The repeatability of the FVC prediction was quite good, though slightly lower than the repeatability of the observed FVCs. This was a result of the lower reliability of the MPT measurements, also observed in other studies (16). Several studies have analyzed how to elicit maximum-performance sustained phonation in other contexts and have suggested that modeling and repeat performance of the sustained phonation task increases MPT (17) and improves reliability (18). Future studies that aim to assess FVC via MPT would benefit from modeling the sustained phonation via training videos and then repeating performance of the task for each session and taking the maximum among the tasks.

Unlike a standard FVC test, the sustained phonation is modulated by both the vital capacity and the valving of the column of exhaled air by the vocal folds. Thus, maximum phonation time is impacted both by phonatory function and respiratory function. This is an important consideration in the present study, as vocal quality may change over time in ALS, especially in the case of bulbar-onset (19). To explore the relative contributions of phonatory and respiratory function to MPT, we fit two models using FVC as a proxy for respiration and cepstral peak prominence (CPP) as a proxy for phonation quality (20), and for each model, we estimated the amount of variation explained by the predictor using the $R^2$ for mixed-effects models as described in (11). In the first model, we predicted MPT based on FVC and found that $R^2$ = .24. Then we fit a model where we predicted MPT based on CPP alone and found that $R^2$ = .01. Therefore, the variability in MPT was moderately influenced by respiration, but only mildly influenced by the vocal quality of the phonatory function. The strong association between FVC and predicted FVC in our results also support MPT as a measure for respiratory function, with only minimal impact from the quality of the phonation for these participants. It would be interesting to determine whether specific clinical characteristics such as bulbar disease burden contributed to reliability and/or predictive accuracy, but patient numbers were not sufficient to assess this.

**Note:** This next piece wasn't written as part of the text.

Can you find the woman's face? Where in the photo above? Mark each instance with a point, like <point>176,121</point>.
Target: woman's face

MPT is only one of a number of tasks that might be predictive of VC; it will be up to future studies to determine whether MPT can function in a useful manner and if other tasks may provide equivalent or improved predictive capacity. The extent to which MPT might serve as a useful outcome measure in clinical trials is an important question. The natural history cohorts that form the basis of this study were not selected with clinical trial inclusion criteria in mind; future studies in cohorts more representative of the clinical trial population will help to determine how this measure functions in that environment. Further experience in the clinical setting will also help determine the extent to which MPT can serve as a clinically useful surrogate in clinical situations where VC cannot be obtained, either because a visit is being conducted remotely or if the procedure is deemed a risk for any reason.

Conclusion

In this study, we showed that it was possible to assess respiratory function using a maximum-performance phonation task. This could be done remotely and by using a phone, without the need for specialized equipment. We found that predicted FVC values mapped onto observed FVC measurements on a new sample that was not used for training the model. The GCMs showed that the predicted FVC tracked longitudinally, although to a lesser extent than the actual FVC measurements. We also found that the test-retest reliability was lower than the actual FVC, but the reliability was still commensurate with other commonly used outcome measures in ALS (14,15).

Declaration of interest

Dr. Visar Berisha is an Associate Professor at Arizona State University. He is a co-founder of Aural Analytics. Dr. Julie Liss is a Professor and Associate Dean at Arizona State University. She is a co-founder of Aural Analytics. Dr. Jeremy Shefner is the Kemper and Ethel Marley Professor and Chair of Neurology at the Barrow Neurological Institute. He is a scientific advisor to Aural Analytics.

Additional information

Funding

This work was supported by NIH SBIR [1R43DC017625-01], NSF SBIR [1853247], NIH R01 [5R01DC006859-13], ALS Finding a Cure Grant, and a grant from the Dignity Health ASU Research Collaboration.